3. Add a feature to Litecoin clients that allow Litecoin users to decide to prefer or not-prefer branches of a Bitcoin fork while one is in progress. The default for this should always favor the Bitcoin leg with the most longevity, and should disfavor long chains that suddenly appear to replace a large amount of the known Bitcoin block chain. The user/miner/pool-op should always have an easy way to have the final say, such as by pasting in a preformatted message either exiling or checkpointing Bitcoin blocks.
Anticipated benefits:
1. Bitcoin users would have a ready made remedy to a 51% attack that they can switch to: Bitcoin users can simply add the requirement that if a Bitcoin block header hash makes it into the Litecoin chain, that its proof of work should be given a bonus. Litecoin community could create and maintain pulls to the Satoshi client that cause it to subscribe to the Litecoin chain and incorporate it as intelligence toward block validation and resolving block chain forks.

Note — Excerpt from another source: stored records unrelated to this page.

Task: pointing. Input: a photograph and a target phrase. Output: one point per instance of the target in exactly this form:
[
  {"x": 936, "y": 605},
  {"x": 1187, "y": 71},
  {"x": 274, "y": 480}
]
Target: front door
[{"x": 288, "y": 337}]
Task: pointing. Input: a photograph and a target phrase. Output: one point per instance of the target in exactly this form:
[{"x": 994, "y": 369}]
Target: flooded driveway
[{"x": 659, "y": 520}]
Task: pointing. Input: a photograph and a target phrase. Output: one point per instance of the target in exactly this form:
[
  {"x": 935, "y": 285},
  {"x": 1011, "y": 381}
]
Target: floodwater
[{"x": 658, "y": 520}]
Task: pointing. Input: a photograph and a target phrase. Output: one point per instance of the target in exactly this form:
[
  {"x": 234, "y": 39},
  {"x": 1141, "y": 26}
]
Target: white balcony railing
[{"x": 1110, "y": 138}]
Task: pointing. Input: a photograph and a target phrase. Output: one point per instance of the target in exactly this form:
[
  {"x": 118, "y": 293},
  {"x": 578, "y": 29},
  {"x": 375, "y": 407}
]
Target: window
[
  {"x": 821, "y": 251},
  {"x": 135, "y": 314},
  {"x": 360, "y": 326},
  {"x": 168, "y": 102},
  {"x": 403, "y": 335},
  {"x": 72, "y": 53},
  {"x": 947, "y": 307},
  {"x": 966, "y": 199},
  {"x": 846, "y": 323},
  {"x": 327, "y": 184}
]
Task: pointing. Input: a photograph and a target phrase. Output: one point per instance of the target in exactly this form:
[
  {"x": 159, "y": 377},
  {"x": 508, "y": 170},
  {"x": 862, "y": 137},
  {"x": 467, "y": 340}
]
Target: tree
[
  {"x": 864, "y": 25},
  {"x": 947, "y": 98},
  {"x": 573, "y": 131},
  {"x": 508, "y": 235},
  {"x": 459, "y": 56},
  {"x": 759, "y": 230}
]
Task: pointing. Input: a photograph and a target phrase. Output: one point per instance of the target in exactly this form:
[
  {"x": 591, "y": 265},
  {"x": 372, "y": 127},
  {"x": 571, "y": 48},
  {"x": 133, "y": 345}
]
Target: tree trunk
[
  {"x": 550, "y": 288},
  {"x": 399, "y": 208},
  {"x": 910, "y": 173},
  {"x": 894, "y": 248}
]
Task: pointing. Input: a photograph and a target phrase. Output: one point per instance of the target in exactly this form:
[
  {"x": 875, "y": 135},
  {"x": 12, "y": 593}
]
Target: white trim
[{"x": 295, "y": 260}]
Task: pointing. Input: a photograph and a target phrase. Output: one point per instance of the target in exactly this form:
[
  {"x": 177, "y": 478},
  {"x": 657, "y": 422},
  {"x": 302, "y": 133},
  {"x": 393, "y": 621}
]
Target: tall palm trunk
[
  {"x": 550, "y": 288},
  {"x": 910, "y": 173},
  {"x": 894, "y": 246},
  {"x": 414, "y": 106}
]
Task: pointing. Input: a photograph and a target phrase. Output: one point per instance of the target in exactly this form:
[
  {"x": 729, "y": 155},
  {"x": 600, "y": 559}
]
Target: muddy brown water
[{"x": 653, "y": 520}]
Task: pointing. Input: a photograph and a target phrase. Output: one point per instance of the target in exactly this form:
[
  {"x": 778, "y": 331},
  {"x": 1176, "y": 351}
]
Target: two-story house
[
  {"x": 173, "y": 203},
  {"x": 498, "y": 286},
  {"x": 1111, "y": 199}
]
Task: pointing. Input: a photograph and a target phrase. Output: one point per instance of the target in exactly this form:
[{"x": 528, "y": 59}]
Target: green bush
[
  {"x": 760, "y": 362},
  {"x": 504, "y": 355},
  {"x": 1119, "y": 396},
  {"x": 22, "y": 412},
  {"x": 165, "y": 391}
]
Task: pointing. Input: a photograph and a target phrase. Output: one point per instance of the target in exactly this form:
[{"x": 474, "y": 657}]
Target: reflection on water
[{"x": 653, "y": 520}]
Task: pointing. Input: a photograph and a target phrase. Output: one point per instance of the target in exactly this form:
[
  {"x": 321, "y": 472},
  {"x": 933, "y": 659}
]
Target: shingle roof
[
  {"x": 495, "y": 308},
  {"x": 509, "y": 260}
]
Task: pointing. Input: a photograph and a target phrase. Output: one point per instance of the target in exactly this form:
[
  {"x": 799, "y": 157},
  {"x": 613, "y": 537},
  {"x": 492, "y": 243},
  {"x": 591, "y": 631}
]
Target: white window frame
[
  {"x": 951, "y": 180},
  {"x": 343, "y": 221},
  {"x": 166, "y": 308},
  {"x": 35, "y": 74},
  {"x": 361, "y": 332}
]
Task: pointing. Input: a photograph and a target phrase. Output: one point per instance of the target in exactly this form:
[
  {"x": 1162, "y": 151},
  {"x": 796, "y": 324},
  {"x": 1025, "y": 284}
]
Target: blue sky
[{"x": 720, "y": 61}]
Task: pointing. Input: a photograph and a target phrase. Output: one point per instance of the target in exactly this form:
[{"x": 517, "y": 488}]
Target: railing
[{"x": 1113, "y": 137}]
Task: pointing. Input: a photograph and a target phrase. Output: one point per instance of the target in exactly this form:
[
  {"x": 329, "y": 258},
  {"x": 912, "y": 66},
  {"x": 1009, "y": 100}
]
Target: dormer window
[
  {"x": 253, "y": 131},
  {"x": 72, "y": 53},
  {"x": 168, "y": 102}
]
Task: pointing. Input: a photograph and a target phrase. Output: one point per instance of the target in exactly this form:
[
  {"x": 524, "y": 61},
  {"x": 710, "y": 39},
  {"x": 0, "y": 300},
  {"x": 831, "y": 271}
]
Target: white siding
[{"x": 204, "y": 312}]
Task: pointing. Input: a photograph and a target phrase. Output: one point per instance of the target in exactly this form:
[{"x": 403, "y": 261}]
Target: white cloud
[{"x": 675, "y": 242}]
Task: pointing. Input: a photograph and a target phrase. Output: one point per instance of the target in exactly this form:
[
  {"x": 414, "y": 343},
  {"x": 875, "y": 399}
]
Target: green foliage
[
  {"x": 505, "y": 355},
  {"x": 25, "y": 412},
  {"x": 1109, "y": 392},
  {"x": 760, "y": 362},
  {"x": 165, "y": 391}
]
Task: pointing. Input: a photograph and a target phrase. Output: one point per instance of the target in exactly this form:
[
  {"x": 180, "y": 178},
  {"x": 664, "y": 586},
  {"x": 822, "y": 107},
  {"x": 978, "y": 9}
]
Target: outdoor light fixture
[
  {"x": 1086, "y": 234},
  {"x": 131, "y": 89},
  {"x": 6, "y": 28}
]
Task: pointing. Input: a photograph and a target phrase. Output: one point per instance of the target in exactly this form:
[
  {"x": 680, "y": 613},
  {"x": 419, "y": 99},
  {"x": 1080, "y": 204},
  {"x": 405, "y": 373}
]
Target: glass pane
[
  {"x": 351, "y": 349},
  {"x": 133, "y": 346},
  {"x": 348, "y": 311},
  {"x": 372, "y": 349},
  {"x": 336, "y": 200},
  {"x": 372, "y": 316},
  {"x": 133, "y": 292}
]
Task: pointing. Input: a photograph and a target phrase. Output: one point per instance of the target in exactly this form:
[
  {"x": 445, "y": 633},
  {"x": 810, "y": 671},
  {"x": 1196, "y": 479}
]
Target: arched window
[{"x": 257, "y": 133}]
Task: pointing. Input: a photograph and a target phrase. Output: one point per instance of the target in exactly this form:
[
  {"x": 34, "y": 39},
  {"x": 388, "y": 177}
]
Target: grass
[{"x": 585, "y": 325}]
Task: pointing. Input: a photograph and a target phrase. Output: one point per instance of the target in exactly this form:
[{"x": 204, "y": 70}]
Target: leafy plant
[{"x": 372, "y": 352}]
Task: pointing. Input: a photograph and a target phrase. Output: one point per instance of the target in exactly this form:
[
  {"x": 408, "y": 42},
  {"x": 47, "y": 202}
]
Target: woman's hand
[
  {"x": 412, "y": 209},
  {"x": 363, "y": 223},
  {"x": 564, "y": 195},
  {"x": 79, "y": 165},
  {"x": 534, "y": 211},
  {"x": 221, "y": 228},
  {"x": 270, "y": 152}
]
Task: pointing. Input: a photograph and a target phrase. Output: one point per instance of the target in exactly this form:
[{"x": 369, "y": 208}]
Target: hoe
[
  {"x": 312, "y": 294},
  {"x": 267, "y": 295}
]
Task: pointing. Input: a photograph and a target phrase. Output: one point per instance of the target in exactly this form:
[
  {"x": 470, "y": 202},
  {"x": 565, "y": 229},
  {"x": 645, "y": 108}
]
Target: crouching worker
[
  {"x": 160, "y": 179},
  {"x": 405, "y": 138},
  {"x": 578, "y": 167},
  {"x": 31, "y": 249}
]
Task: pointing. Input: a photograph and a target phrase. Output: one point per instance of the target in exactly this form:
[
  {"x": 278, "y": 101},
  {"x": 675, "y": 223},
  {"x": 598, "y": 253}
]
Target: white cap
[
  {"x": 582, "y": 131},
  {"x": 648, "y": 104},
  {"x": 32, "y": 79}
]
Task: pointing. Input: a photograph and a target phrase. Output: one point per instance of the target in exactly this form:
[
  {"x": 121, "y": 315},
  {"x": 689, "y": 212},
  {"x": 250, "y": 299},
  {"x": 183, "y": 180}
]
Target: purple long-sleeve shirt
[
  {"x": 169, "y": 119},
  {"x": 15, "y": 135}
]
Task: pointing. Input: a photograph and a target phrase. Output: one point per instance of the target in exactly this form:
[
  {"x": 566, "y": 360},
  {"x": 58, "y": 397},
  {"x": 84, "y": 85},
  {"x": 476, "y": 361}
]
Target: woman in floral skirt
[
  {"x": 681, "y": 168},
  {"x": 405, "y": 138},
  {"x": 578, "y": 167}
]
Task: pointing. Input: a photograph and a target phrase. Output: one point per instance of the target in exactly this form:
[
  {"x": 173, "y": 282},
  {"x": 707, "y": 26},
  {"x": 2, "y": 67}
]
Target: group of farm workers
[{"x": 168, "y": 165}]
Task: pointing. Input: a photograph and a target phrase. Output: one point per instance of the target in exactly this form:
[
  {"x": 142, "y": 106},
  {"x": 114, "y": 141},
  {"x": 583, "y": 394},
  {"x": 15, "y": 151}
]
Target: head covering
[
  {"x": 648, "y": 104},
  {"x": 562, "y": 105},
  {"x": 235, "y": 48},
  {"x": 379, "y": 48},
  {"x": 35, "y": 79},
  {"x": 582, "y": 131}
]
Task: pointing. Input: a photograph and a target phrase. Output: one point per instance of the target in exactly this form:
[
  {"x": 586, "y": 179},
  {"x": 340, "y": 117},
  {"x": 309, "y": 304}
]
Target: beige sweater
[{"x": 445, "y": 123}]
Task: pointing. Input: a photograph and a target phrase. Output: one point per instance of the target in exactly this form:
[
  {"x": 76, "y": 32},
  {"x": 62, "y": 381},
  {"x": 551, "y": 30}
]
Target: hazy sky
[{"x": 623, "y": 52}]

2. Bitcoin would have an easy way to add an emergency upper bound to block creation, just in case an enormous amount of power suddenly appeared. By turning on an optional must-appear-in-Litecoin requirement, the Bitcoin community could switch on an upper bound of 1 block per 2.5 minutes if it was deemed necessary.
3. Litecoin would be seen as far more important than a wannabe bitcoin knockoff without added value by those who see it that way.
4. Bitcoin's blockchain would be re-democratized to CPU/GPU users without forcing the Bitcoin community to switch to scrypt, they'd have more decentralized influence on bitcoin than those with the means to buy/make ASICs
5. The legitimacy of Litecoins would increase greatly - people would see the value of Litecoins in their role of protecting Bitcoin, and would potentially vote for the longevity of Litecoin by offering to accept LTC for goods and services, thereby increasing their value.
6. I'd start making Casascius Litecoins if you guys did this and did it well.
I'd call the concept "marriage-mining". By doing something like this, LTC gives a nod to BTC's importance while adding synergistic value to BTC that LTC can benefit from by association.
I have brought it up in the Litecoin forums here:
https://bt.irlbtc.com/view/176556.0I am interested to hear Bitcoiners opinions about it as well. I initially didn't like the idea, but towards the end of the thread on Bitcointalk I realized it could be a very good thing for BOTH Bitcoin and Litecoin. I've been really hard on Litecoin lately trying to get them to up their game, I am hopeful that if the Bitcoin community wanted this 51% protection that they would be willing to make it happen.